Published by Emma Lee-Potter in on Tuesday 9th October 2012

There can’t be many writers capable of filling the cavern-like auditorium at Cheltenham Racecourse – but JK Rowling is one of them.

All 2,000 seats for the Cheltenham Literature Festival event at the weekend had been snapped up in a trice, with people travelling from all over the world to hear their heroine speak. When interviewer James Runcie threw the session open to questions at the end several tearful young fans stood up and said “I love you,” while one woman told her: “I hope you know how many lives you have touched.” “Don’t make me cry,” said Rowling, clearly moved by her words.

Rowling was ostensibly there to promote The Casual Vacancy, her  first novel for adults, but she proved generous with her time and her willingness to answer questions about everything from her favourite The Casual Vacancy character (Fats) to her favourite overall character (Dumbledore).

A tiny, blonde figure in a chic, black jacket, matching trousers and high heels, she rushed to the side of the stage to accept a letter from one awestruck young girl, crouched down to talk to her for a couple of minutes and gave her a hug.

Along the way she revealed that the next book she publishes will be for children, that Lucy Shepherd, the teacher who taught her A level English, was in the audience that night and that taking part in the London 2012 Olympic opening ceremony was the “proudest moment” of her life.

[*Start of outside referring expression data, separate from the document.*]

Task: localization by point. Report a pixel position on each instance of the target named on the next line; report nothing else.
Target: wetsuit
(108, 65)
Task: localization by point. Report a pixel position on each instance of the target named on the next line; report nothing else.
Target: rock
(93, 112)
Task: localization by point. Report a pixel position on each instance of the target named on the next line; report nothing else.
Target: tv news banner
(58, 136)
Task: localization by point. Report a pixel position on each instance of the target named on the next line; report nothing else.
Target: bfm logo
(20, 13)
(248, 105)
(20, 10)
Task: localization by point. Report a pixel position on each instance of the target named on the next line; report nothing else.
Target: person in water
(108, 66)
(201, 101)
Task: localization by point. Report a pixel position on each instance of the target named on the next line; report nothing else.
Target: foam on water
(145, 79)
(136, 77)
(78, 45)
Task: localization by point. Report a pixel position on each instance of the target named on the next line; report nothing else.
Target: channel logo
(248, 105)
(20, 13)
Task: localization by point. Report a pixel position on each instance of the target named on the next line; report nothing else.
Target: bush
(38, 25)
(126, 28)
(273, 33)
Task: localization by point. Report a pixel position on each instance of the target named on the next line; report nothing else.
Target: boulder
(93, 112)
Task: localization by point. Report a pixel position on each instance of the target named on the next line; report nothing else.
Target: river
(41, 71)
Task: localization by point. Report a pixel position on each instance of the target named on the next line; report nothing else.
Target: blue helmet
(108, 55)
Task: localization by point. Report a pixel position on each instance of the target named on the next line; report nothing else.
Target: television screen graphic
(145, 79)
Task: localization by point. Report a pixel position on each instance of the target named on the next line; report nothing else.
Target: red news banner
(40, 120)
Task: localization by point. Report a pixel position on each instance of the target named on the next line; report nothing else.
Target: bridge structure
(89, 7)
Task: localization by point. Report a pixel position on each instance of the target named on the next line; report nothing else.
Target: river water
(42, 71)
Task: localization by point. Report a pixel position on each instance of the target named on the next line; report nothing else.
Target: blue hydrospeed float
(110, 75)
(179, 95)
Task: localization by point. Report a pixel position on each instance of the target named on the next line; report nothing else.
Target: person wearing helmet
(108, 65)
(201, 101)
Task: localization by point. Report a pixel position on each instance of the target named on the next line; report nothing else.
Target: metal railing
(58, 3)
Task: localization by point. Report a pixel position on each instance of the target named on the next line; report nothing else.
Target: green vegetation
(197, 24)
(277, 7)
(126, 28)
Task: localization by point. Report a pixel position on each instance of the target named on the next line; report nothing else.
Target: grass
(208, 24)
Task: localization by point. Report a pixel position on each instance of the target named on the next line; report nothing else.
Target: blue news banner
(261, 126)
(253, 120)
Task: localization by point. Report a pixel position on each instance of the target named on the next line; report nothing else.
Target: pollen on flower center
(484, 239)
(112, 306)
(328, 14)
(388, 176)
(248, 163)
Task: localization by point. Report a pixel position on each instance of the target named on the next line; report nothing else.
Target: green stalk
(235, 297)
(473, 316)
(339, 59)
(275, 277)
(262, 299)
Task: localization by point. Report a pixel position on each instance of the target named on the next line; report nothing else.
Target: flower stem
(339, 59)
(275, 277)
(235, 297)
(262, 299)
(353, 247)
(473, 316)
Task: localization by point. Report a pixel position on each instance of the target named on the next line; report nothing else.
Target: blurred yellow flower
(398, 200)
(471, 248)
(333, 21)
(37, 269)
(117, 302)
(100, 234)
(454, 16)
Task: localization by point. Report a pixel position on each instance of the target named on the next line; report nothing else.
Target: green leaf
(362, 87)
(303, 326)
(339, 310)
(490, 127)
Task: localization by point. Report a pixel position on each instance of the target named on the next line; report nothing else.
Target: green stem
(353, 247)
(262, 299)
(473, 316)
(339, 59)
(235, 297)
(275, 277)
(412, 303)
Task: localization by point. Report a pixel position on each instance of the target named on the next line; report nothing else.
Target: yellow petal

“I was terrified, absolutely terrified,” she said. “Walking out on to the hillock at the Olympic ceremony was extraordinary. I think I will see it on my deathbed. It was breathtaking and I felt extraordinarily proud to be in it.

“When the huge Voldemort grew up out of the middle of the stage my entire body went cold and I thought ‘how the hell did this happen?’”

Asked about books she read as a teenager she mentioned Catcher in the Rye, To Kill a Mockingbird and Lord of the Flies, while she revealed that the character from children’s literature she most adored was Jo March from Little Women. One book she’d read recently and loved was the Orange prizewinning The Song of Achilles by Madeline Miller.

Asked which of her own books was her favourite she confessed to a three-way split. “I love The Casual Vacancy – it’s what I wanted it to be.” Her favourite Harry Potter title is Deathly Hallows and “then for obvious reasons, Philosopher’s Stone – which changed my life.”

She said she made up stories for her own children but “they are very much tailored to my children. I don’t think they will be appearing in book form.”

At one point she also spoke about her own battle with depression. James Runcie, who described The Casual Vacancy as “Hardy with heroin,” asked her if she would ever write a comedy.

“I think this book is comic in places but the humour gets a little dark,” she replied. “I do have a tendency to walk on the dark side sometimes. I have suffered from depression. I know how that feels and I probably have an innate inclination that way. Writing is necessary to me and does help with that.”

At the end of the evening the queue for JK Rowling to sign copies of The Casual Vacancy stretched down the stairs and right round the building. She’d agreed to sign one book per ticket holder and people stood patiently, clutching their copies of the book and waiting their turn. Goodness knows what time they all got home.